Grandchamp, A.; Lebherz, M. K.; Dohmen, E.

Abstract

De novo gene emergence refers to the process by which new genes arise from mutations in previously non-coding genomic regions. Prior to becoming fixed in a species, newly expressed open reading frames (neORFs) undergo significant turnover within their species of origin. Investigating these early stages of de novo gene emergence is essential for understanding the mechanisms that enable gene formation from scratch. No software currently exists that can identify and characterise novel, unannotated open reading frames from a transcriptome, and analyse their mutations and fixation patterns within or across species. To address this gap, we introduce DESwoMA (De novo Emergence Study With Outgroup MutAtioNs), a software tool designed to: (1) detect neORFs in transcriptomes, (2) filter neORFs with no homology to outgroup genes, and (3) search for syntenic sequences homologous to neORFs in outgroup genomes (and optionally transcriptomes) and analyse mutations in coding features between these sequences.
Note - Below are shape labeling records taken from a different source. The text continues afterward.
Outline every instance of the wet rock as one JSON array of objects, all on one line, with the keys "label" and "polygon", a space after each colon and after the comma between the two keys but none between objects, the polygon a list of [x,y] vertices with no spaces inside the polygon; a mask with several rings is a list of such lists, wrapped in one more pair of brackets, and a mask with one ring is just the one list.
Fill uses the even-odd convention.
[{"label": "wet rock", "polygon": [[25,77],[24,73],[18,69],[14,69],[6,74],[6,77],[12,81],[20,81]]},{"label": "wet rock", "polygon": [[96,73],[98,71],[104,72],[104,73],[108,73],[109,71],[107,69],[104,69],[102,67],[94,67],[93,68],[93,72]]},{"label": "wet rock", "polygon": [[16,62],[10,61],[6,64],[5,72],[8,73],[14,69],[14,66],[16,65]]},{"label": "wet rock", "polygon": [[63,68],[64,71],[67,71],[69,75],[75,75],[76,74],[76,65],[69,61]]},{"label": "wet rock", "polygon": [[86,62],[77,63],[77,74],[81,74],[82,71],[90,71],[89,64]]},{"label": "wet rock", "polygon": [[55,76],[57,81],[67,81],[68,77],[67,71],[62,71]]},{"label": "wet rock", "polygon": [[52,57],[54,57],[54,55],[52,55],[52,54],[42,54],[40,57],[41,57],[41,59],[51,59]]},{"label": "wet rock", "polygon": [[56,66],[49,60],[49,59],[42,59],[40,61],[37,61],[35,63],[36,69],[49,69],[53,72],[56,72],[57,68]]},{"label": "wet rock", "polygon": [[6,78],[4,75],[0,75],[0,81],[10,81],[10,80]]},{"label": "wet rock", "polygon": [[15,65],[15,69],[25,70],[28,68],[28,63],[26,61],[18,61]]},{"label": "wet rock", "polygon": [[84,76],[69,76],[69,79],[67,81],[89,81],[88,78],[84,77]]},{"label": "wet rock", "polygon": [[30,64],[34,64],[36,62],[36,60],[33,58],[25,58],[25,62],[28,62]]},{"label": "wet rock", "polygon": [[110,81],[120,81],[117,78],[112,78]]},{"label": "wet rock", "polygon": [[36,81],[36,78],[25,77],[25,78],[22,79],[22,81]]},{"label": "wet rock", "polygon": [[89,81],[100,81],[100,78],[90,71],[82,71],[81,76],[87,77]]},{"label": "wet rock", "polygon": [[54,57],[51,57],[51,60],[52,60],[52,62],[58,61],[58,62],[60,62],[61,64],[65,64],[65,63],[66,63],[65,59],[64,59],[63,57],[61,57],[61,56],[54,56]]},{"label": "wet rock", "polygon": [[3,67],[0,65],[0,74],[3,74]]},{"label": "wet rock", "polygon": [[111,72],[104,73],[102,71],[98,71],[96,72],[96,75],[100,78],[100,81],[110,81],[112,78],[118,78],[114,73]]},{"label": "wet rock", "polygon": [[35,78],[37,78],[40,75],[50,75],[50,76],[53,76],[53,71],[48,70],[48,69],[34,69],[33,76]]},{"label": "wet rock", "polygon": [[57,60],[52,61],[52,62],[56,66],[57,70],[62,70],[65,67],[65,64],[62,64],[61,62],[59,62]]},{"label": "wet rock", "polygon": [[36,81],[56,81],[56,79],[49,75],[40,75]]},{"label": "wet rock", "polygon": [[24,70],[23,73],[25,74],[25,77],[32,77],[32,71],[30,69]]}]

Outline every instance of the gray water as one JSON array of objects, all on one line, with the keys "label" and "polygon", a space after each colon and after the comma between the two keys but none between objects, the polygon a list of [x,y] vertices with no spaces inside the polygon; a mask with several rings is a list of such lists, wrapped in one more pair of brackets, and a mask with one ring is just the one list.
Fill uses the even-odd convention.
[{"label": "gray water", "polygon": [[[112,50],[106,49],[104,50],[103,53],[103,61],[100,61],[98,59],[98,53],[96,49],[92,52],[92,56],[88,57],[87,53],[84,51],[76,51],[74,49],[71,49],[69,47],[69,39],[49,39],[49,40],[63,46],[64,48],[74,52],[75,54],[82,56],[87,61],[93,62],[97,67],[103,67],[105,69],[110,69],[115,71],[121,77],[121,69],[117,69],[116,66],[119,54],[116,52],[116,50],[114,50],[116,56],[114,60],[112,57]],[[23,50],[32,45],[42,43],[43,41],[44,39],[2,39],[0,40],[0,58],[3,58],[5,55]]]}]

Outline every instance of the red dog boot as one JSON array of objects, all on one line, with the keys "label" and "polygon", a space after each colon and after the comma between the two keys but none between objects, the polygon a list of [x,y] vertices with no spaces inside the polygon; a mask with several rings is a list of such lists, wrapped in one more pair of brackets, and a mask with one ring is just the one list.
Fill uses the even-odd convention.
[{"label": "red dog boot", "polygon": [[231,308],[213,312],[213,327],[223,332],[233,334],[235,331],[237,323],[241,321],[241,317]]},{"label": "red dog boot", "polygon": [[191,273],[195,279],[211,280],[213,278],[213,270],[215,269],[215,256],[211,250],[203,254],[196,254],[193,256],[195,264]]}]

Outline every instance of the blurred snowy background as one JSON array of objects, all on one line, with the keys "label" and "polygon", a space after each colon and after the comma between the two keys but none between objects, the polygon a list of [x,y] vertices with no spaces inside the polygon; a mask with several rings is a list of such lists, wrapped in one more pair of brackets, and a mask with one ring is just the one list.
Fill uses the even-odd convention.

We applied DESwoMAN with two different strategies to three setups, using twice human and once fruit fly as query species. Our results highlight the tool\'s capabilities and demonstrate its potential for elucidating the early stages of de novo gene emergence. DESwoMAN is available at https://github.com/AnnaGrBio/DESWOMAN. It is implemented in Python3 and comes with a docker image on DockerHub for easy installation and execution including all (non-Python) dependencies.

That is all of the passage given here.